At a panel hosted by the government of Spain, the Inter- American Development Bank, Asian Development Bank and the Pact for Prosperity, People and the Planet (4P), OPEC Fund's Vice President, Strategy Musab Alomar presented disaster-risk financing tools aimed at protecting vulnerable communities. Natural disasters can wipe out decades of progress within minutes. Equipping countries with instruments that mitigate these risks is therefore an essential element of sustainable development.
The OPEC Fund also participated in a session on drought resilience organized by the United Nations Convention to Combat Desertification (UNCCD). Presenting its Land Degradation Neutrality approach, the OPEC Fund emphasized that prevention is far more effective than reaction. With droughts intensifying worldwide, investment in soil protection and community resilience is fundamental.
One of the week's most significant milestones was the endorsement of the OPEC Fund's Island Resilience Facility under the official Sevilla Platform for Action. This recognition highlighted the OPEC Fund's commitment to a needs-based, country-driven model that ensures Small Island Developing States (SIDS) have ownership of the solutions designed for them. At a high-level side event on debt sustainability in SIDS, the OPEC Fund further showcased this facility as an inclusive, country-led model capable of addressing some of the most urgent climate-related vulnerabilities.
FFD4 was also an opportunity for the OPEC Fund to mark tangible progress in partner countries.
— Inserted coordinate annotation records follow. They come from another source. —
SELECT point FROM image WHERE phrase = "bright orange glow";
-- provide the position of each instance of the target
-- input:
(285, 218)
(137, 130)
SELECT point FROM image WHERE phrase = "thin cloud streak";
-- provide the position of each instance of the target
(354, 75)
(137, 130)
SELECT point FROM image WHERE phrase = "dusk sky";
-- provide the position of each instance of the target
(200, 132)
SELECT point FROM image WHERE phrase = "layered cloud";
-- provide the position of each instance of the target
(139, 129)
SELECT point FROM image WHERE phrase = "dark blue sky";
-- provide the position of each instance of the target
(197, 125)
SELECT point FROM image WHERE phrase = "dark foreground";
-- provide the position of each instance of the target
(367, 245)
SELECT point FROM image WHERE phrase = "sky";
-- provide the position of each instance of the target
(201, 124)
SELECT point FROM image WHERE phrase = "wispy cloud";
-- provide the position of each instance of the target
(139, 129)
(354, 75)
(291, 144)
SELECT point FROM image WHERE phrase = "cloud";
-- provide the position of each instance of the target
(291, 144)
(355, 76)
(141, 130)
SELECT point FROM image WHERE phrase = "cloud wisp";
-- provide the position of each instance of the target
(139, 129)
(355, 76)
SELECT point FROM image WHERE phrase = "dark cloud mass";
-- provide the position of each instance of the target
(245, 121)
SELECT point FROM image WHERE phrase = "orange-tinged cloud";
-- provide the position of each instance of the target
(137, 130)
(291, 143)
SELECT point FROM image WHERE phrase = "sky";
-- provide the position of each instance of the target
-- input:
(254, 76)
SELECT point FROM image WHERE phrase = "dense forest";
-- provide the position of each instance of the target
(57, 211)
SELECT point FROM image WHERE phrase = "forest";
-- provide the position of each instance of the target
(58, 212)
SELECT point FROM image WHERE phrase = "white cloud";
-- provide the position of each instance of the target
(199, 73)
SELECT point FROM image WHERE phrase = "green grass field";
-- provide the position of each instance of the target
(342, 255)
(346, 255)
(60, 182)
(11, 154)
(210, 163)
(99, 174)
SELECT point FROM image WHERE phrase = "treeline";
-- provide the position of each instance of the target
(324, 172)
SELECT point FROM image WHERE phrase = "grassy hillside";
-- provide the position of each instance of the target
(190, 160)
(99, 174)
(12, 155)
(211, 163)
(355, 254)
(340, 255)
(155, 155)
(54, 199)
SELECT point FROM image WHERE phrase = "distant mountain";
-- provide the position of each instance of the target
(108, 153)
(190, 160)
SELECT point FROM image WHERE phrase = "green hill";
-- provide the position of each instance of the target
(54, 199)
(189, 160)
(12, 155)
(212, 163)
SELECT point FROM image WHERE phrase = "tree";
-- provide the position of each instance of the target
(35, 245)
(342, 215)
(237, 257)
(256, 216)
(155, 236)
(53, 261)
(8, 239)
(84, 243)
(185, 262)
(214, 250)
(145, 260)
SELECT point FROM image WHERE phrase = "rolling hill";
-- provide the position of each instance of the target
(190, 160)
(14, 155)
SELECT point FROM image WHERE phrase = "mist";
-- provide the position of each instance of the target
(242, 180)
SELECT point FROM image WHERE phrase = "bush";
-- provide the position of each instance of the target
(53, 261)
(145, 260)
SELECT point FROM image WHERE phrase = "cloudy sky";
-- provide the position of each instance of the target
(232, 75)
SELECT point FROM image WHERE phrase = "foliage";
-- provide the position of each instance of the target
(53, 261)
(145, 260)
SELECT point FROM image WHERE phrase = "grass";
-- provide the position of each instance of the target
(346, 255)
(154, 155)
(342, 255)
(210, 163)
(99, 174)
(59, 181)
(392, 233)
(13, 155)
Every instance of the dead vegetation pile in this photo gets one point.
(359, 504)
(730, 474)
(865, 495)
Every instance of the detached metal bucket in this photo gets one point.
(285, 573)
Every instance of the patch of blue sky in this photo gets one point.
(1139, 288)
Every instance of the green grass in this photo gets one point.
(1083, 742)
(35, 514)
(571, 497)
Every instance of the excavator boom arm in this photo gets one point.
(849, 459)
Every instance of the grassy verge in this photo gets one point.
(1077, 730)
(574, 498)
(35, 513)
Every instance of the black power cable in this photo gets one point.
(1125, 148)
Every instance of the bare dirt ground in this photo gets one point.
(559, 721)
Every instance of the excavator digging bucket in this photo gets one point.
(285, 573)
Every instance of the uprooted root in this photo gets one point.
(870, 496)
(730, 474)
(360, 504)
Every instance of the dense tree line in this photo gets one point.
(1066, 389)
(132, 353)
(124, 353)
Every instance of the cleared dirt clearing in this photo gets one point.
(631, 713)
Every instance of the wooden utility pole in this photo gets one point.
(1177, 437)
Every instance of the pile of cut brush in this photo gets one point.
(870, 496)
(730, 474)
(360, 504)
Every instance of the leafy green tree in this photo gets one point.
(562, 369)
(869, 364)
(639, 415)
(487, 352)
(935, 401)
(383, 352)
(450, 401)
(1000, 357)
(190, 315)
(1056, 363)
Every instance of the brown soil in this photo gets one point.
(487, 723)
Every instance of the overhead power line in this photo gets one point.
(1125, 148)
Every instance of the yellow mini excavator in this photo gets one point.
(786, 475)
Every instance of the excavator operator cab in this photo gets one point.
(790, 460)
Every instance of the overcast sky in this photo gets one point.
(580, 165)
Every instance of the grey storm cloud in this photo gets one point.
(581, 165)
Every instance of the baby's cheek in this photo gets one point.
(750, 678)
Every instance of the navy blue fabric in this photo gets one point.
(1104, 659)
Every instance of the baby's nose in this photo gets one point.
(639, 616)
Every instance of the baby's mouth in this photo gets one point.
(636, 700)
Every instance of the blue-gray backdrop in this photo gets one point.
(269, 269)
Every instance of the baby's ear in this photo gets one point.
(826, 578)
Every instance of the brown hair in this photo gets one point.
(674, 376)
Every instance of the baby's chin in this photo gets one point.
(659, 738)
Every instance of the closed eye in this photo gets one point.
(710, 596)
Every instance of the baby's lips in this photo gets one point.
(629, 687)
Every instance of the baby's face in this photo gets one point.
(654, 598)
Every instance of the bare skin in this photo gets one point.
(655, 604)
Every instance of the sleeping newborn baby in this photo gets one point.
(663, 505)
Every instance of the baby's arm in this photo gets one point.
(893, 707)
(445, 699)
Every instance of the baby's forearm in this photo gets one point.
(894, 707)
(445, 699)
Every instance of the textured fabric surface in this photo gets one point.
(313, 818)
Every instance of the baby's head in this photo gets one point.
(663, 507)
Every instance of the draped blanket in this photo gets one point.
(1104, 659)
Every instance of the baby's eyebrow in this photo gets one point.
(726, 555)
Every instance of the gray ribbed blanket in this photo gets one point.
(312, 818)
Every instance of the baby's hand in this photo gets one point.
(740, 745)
A US$50 million loan agreement with Honduras was signed, aimed at expanding services, protection and finance for women entrepreneurs and microenterprises. This partnership goes beyond figures on a balance sheet: it will directly empower women, foster new businesses and strengthen communities.
Momentum continued at the Arab-Latin America & Caribbean roundtable co-hosted with CAF - Development Bank of Latin America, which unlocked new avenues of South-South cooperation on climate adaptation, energy transition, food security and infrastructure.
Bilateral engagements with Costa Rica, Colombia and Antigua and Barbuda advanced transformational projects ranging from biodiversity finance and green corridors to further support for the OPEC Fund Island Resilience Facility. These partnerships reinforced a powerful message: geography does not limit solidarity. Shared challenges demand shared innovation.
Seville, in all its intensity, became a fitting backdrop for these milestones. The record temperatures outside mirrored the topics inside. The conference demonstrated that, despite global uncertainty and mounting challenges, progress is possible when regions connect, financing is mobilized effectively and people remain at the center of strategies.
For the OPEC Fund, the week in Seville was about more than just representation. It was about catalyzing action, forging partnerships and reaffirming a clear mission. Development finance, when guided by collaboration, innovation and urgency, has the power to transform lives and shape resilient futures.